Strangers on a Train
- First edition cover
- Author: Patricia Highsmith
- Cover artist: Irv Docktor
- Language: English
- Genre: Fiction
- Published: Harper & Brothers
- Publication date: March 15, 1950
- Publication place: United States
- Media type: Print
- Pages: 256

= Strangers on a Train (novel) =

1950 psychological thriller novel by Patricia Highsmith

Strangers on a Train (1950) is a psychological thriller novel by Patricia Highsmith about two men whose lives become entangled after one of them proposes they "trade" murders.

It was adapted as a film in 1951 by director Alfred Hitchcock and again in 1969 by Robert Sparr. It has since been adapted in whole or in part for film and television several times. The novel was adapted for radio in 2004 by Craig Warner, and adapted for the stage in 2013 (also by Warner).

==Plot summary==
Architect Guy Haines wants to divorce his unfaithful wife, Miriam, to marry the woman he loves, Anne Faulkner. While on a train to see his wife, he meets Charles Anthony Bruno, a psychopathic playboy who proposes an idea to "exchange murders": Bruno will kill Miriam if Guy kills Bruno's father. Neither of them will have a motive, and the police will have no reason to suspect either of them. Guy does not take Bruno seriously, but Bruno kills Guy's wife while Guy is away in Mexico.

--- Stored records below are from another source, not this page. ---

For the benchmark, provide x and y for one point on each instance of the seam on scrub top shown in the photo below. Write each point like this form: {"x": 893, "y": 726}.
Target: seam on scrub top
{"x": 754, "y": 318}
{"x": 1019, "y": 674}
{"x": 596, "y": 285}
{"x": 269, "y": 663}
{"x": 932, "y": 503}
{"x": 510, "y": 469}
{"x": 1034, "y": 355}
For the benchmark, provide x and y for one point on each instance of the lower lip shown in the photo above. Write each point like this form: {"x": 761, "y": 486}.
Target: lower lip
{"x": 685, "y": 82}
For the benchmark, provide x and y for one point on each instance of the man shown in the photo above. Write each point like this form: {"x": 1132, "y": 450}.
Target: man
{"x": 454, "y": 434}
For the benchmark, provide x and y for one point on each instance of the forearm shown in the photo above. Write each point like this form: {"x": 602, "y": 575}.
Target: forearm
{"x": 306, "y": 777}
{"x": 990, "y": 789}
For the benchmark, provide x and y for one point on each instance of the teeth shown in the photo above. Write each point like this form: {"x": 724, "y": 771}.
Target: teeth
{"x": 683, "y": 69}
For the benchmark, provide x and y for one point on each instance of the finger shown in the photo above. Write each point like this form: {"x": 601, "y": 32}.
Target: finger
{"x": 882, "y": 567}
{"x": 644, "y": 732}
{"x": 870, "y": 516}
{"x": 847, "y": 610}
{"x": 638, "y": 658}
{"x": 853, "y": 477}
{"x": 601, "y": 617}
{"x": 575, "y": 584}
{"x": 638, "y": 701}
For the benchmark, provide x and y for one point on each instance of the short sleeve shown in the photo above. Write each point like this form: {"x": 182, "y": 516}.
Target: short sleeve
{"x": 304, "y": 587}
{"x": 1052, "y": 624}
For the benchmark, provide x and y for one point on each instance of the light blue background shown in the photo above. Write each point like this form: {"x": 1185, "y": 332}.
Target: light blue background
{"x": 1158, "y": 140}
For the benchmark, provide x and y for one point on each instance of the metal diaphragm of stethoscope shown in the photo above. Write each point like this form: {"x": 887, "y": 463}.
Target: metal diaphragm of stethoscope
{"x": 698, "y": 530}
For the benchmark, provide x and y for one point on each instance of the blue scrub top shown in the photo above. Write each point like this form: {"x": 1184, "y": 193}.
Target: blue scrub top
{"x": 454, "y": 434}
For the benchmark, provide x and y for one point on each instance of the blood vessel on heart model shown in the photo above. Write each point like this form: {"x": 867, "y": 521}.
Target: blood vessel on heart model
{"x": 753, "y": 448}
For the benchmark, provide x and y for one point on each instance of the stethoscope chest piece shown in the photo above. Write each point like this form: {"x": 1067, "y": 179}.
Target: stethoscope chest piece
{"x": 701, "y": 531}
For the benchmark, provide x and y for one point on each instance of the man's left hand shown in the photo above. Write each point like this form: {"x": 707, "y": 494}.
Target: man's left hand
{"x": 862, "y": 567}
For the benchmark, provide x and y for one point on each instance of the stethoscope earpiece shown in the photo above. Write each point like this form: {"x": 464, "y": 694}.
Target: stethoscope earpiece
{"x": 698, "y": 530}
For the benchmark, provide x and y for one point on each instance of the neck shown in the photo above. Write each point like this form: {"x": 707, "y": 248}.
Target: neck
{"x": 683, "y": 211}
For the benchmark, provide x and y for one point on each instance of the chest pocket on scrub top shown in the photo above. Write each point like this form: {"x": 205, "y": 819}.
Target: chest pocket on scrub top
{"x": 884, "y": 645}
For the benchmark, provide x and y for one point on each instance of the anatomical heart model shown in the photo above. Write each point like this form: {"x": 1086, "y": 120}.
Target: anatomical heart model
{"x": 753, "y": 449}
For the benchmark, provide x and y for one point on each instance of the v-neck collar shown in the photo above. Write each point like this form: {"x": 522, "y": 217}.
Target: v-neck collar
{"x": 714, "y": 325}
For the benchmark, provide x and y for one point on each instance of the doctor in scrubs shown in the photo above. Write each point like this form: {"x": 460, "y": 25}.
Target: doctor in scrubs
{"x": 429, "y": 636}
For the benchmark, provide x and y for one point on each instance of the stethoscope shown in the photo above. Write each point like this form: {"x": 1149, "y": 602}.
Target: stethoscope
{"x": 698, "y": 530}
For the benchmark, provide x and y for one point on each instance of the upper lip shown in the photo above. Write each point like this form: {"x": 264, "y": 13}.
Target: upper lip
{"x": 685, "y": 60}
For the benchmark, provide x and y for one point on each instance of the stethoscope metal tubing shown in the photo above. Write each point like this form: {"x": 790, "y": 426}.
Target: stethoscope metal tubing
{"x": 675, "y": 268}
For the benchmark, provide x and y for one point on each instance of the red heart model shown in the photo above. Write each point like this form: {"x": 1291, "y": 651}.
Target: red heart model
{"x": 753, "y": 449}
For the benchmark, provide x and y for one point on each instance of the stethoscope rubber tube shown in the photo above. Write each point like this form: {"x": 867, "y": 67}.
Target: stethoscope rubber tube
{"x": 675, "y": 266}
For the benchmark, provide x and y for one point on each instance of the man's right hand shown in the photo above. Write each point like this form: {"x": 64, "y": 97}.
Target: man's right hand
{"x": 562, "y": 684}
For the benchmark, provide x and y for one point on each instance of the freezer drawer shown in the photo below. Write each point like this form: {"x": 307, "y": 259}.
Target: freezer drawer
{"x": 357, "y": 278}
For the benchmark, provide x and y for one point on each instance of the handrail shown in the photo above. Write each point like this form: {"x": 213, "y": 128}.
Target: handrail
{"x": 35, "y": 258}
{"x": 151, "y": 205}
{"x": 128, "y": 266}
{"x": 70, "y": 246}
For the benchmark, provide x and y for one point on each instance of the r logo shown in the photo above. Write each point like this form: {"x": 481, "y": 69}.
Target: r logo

Bruno informs Guy of his crime, but Guy hesitates to turn him in to the police. He realizes that Bruno could claim Guy's complicity in the planned exchange murders; however, the longer he remains silent, the more he implicates himself. This implicit guilt becomes stronger as in the coming months Bruno makes appearances demanding that Guy honor his part of the bargain. After Bruno starts writing anonymous letters to Guy's friends and colleagues, the pressure becomes too great, and Guy murders Bruno's father.

Subsequently, Guy is consumed by guilt, whereas Bruno seeks Guy's company as if nothing had happened. He makes an uninvited appearance at Guy's wedding, causing a scene. At the same time, a private detective who had worked for Bruno's father and who suspects Bruno of having arranged the murder of his father, establishes the connection between Bruno and Guy that began with the train ride, and suspects Bruno of Miriam's murder. Guy also becomes implicated due to his contradictions about the acquaintance with Bruno.

When Bruno falls overboard during a sailing cruise, Guy identifies so strongly with Bruno that he tries to rescue him under threat to his own life. Nevertheless, Bruno drowns, and the murder investigation is closed. Guy, however, is plagued by guilt, and confesses the double murder to Miriam's former lover. This man, however, does not condemn Guy, and instead dismisses Miriam, as well as women in general, while enjoying Guy's liquor. The detective who had been investigating the murders overhears Guy's confession, however, and confronts him. Guy turns himself over to the detective immediately.

==Theatrical and radio adaptations==

Playwright Craig Warner acquired the stage rights to Strangers on a Train in 1995, and wrote both theatrical and radio adaptations of the story. The radio version was recorded and broadcast by the BBC, and released on CD in May 2004. The West End production of the play ran from November 2, 2013, to February 22, 2014, at the Gielgud Theatre and starred Jack Huston, Laurence Fox, Miranda Raison, Imogen Stubbs, Christian McKay, and MyAnna Buring. It was directed by Robert Allan Ackerman and its seven credited producers include Barbara Broccoli. A United Kingdom touring schedule was announced from January to March 2018.

Like the Hitchcock film, the Warner versions contain homosexual subtext. The radio version more closely follows the plot of the novel, although there are several differences in the denouement. Guy's eventual confession is to Anne, not to Miriam's lover. The detective succeeds in solving the original murder plot and confronts Bruno with the details, but declines to take further action because he believes that both men will spend the rest of their lives punishing themselves with guilt and fear. The devastated Bruno—with his security destroyed and realising that he will have no support or love from Guy—commits suicide in front of Guy by climbing onto a railway track where he is killed by an oncoming train. Anne persuades Guy to put the whole matter behind him and to resume his career in architecture.